“La centrale nucléaire [de Tchernobyl] a été annoncée officiellement pour la première fois en 1972 par le camarade président de la cellule locale du Parti, lors d'un discours à l'occasion d'une fête. Les réacteurs feraient de notre région, l'une des plus importantes de l'Union soviétique et apporteraient la prospérité à tous. Un effort colossal dont seule l'Union soviétique était capable. Les spécialistes employés là-bas auraient leur propre ville, moderne et bâtie sur mesure. Dans les semaines qui ont suivi, on a entendu parler d'appartements avec eau courante, chauffage, salle de bains et même téléphone. La ville nouvelle devait s'appeler Pripiat, comme la rivière”.
Le 26.04.86, la centrale
Lénine de Tchernobyl sautait comme un bouchon de champagne, illuminant la planète entière de son feu nucléaire à ce jour inégalé, entraînant la déportation de millions d'habitants d'Ukraine embobinés par le plus gros mensonge d'Etat jamais perpétré, “Tout est sous contrôle”, formule magique largement relayée en France. Parmi les victimes, le nombre des morts passé et à venir reste inconnu.
Valentina fait partie de ces pionniers qui n'ont jamais douté de leur engagement. Veuve par irradiations massives, son fils mort de leucémie, après avoir vécu à Troïchina, ville satellite construite dans les années 80 pour accueillir les Tchernobylzi, ces pestiférés des temps modernes contagieux, elle a décidé de retourner dans la zone d'exclusion au plus près de son histoire, parce que la terre irradiée, c'est tout ce qu'elle possède.
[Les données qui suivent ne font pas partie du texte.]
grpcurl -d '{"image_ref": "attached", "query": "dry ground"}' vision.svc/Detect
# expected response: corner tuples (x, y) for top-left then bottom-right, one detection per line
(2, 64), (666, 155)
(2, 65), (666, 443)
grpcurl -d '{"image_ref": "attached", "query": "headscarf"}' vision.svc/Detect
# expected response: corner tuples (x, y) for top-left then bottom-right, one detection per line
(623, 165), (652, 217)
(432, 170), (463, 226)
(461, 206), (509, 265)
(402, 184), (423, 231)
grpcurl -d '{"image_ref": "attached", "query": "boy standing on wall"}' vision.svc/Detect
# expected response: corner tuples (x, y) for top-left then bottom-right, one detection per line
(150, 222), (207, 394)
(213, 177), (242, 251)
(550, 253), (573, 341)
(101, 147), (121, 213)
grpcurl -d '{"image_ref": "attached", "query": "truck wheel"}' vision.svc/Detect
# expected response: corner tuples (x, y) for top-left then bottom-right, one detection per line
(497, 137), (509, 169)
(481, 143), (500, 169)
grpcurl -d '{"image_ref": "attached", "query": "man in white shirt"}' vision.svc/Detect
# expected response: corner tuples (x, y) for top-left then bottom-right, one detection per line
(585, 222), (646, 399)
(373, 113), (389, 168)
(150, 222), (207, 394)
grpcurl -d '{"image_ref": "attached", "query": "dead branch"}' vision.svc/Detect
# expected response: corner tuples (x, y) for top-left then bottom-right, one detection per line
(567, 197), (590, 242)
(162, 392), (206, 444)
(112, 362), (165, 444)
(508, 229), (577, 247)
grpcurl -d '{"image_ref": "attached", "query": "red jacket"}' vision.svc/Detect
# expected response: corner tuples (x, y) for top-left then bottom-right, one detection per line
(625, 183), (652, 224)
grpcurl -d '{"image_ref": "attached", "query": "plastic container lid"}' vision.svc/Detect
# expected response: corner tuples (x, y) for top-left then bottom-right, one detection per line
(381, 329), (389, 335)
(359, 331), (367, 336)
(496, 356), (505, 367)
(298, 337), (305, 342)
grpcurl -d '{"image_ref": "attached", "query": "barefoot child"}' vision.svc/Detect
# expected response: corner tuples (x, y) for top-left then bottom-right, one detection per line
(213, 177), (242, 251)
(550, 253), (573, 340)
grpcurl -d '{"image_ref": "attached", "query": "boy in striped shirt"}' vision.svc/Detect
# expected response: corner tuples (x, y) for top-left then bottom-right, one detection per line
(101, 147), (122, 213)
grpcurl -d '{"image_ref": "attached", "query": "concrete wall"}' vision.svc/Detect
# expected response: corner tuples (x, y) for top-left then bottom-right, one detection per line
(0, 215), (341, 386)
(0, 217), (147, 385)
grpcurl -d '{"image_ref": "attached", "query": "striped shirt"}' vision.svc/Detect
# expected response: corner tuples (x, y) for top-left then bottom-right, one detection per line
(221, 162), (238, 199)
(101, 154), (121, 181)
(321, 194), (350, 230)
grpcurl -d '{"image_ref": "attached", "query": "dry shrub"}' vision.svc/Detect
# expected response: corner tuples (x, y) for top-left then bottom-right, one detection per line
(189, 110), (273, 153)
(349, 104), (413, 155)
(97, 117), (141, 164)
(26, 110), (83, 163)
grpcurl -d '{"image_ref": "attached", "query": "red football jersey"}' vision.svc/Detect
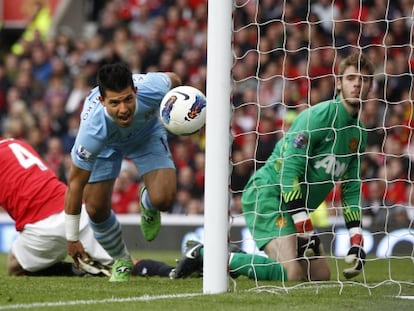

Katerina, sa fille, est partie en Allemagne en compagnie d'Olena sa meilleure amie, toutes deux attirées par les chants de sirènes qui leur promettaient de belles études universitaires occidentales mais rapidement, elles n'ont plus donné de nouvelles.
Bien loin de là, à Zyfflich, à quelques encâblures de la frontière hollandaise, Matthias Lessmann, âgé de 68 ans, vit son veuvage sereinement. Il parle à Trine, son mouton préféré, élève ses poules et aime son chien qui le lui rend bien, ils forment un couple fusionnel. Ca lui suffit, sa vie est bien rangée. Il n'a pas décidé de recueillir chez lui une fille qui courait à moitié nue sur le chemin de sa ferme.
Merci à
Mechtild Borrmann pour ce roman dont l'enquête policière n'a servi que de prétexte pour écrire un documentaire, à la fois sur la catastrophe de Tchernobyl, et sur la traite sexuelle de jeunes femmes, enfants et héritières de Tchernobyl, surnommées Tchernobylza, dont personne ne veut, surtout pas comme épouses puisque leurs rejetons seront forcément des monstres post-feu-nucléaire.